フーシ派は2010年代、イエメン情勢の混乱に乗じて勢力を拡大した武装組織。15年に首都サヌアを制圧し、主要港湾都市のホデイダなど北西部で実権を握る。イランはこれまで、フーシ派を主に軍事面で支援してきた。
イスラエルが23年10月、パレスチナ自治区ガザでイスラム組織ハマスの掃討を目的に大規模軍事作戦を開始すると、フーシ派はイスラエルへのミサイル・無人機攻撃を実施。紅海とアラビア海のアデン湾を結ぶ要衝バベルマンデブ海峡の一帯などで船舶を攻撃した。
◇スエズ運河機能不全も
フーシ派を巡っては、後ろ盾であるイランの弱体化が進めば自らの権力基盤も揺らぎかねず、参戦は「時間の問題」との見方が強い。現時点で、行動を起こしていない理由について、イエメンの政治評論家サダム・ヘレイビ氏は中東の衛星テレビ局アルジャジーラに「(イランは)一度にすべてのカードを切るつもりはなく、(長期戦に備え)フーシ派を残している」と分析する。
フーシ派が攻撃に出る場合、イスラエルに加え、以前も標的にしたことがあるアラブ首長国連邦(UAE)やサウジアラビアの石油施設を狙う公算が大きい。

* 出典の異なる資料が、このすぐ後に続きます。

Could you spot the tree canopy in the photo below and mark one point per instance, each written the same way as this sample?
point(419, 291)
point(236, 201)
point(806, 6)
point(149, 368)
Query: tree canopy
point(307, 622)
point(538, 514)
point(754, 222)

サウジでは米イスラエルとイランの交戦激化でペルシャ湾のホルムズ海峡が閉鎖状態に陥ったことを受け、原油を紅海から輸出するルートに変更する動きが出ている。しかし、フーシ派の参戦で紅海での通航が困難となれば、紅海と地中海を結ぶスエズ運河も機能不全に陥り、世界の海運にさらなる大混乱をもたらしかねない状況だ。
〔写真説明〕イエメンの首都サヌアで、米イスラエルのイラン攻撃に抗議する親イラン武装組織フーシ派支持者=6日(EPA時事)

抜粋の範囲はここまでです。